Madame Cazarian, je travaille depuis de longs mois à la création d'emplois étudiants mais le sujet est d'une extrême complexité. Les règles de la fonction publique exigent en effet que tout règlement paye un service fait. Soit on établit des contrats longs et les étudiants sont payés à l'échéance, ce qui n'est pas possible car ce peut être très tard, soit on rédige autant de contrats qu'il y a de périodes d'emploi, provoquant un enfer administratif, si bien que cela ne se fait pas non plus. Nous envisageons donc de créer un Chèque emploi étudiant sur le modèle du Chèque emploi service. Nous allons y parvenir, même si la chose est compliquée car les étudiants ne peuvent basculer dans le salariat sous peine de perdre les avantages attachés à leur statut.

Avant d'instituer une aide globale autonomie, il faut recenser toutes les aides existantes ; pour cette raison, nous commencerons par créer un guichet unique, ce qui est en soi un travail de longue haleine. Nous nous y employons depuis plus de dix-mois avec l'Union nationale des étudiants de France (UNEF) et la Fédération des associations générales étudiantes (FAGE) et nous progressons.
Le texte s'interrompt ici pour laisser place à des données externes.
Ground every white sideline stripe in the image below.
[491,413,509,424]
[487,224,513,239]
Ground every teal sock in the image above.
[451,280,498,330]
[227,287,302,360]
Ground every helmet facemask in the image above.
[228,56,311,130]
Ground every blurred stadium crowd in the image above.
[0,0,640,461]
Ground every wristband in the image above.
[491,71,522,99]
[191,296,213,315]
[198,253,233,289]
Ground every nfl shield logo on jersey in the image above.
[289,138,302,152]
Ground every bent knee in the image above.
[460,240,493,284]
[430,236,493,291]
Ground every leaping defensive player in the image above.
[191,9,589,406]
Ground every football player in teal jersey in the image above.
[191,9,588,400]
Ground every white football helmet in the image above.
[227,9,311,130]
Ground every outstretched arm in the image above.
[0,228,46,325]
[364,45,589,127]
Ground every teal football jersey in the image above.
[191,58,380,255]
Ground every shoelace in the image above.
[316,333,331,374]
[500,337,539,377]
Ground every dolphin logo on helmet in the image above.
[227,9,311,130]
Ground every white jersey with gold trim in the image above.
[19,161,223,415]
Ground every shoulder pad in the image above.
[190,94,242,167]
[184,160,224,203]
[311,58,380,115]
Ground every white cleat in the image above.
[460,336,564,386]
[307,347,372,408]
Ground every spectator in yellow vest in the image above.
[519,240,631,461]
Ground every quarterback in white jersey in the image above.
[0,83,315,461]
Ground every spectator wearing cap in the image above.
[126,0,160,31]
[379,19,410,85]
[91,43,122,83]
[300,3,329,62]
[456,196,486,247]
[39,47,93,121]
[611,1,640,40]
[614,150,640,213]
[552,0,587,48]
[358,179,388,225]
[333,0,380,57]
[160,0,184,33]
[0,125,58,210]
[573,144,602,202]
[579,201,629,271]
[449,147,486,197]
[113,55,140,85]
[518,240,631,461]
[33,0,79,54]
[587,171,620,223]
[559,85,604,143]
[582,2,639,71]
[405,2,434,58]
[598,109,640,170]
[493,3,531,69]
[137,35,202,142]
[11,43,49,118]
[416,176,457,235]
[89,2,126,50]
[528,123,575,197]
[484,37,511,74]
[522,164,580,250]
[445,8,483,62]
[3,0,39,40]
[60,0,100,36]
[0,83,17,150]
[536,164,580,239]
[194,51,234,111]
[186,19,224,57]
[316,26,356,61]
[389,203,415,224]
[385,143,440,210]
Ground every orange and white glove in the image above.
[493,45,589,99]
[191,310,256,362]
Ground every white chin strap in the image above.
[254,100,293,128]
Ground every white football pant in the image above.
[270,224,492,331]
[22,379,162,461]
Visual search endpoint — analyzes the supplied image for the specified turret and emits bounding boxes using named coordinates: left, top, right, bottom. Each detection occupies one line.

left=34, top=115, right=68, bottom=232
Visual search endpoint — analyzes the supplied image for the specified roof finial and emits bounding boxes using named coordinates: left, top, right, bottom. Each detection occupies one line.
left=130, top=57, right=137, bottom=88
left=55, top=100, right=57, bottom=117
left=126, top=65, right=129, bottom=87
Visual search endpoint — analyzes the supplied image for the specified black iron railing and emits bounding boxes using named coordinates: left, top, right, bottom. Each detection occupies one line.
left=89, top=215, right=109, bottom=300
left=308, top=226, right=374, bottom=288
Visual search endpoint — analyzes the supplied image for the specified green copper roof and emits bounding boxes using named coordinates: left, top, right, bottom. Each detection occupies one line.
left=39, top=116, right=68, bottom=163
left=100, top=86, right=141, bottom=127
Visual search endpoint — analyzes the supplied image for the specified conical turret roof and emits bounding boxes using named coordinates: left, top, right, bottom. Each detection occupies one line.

Certaines banques ont accepté de reporter le remboursement des prêts étudiants et nous les y encourageons, comme nous encourageons les opérateurs de télécommunication à faire un geste en faveur des étudiants contraints de suivre des enseignements à distance, mais si nous pouvons procéder à d'amicales pressions, il nous est difficile de les contraindre à reporter le remboursement des emprunts. Aussi 32 millions d'euros sont-ils consacrés à la garantie de prêts étudiants par l'État, qui peut prendre le relais des remboursements en cas de défaut de l'étudiant emprunteur.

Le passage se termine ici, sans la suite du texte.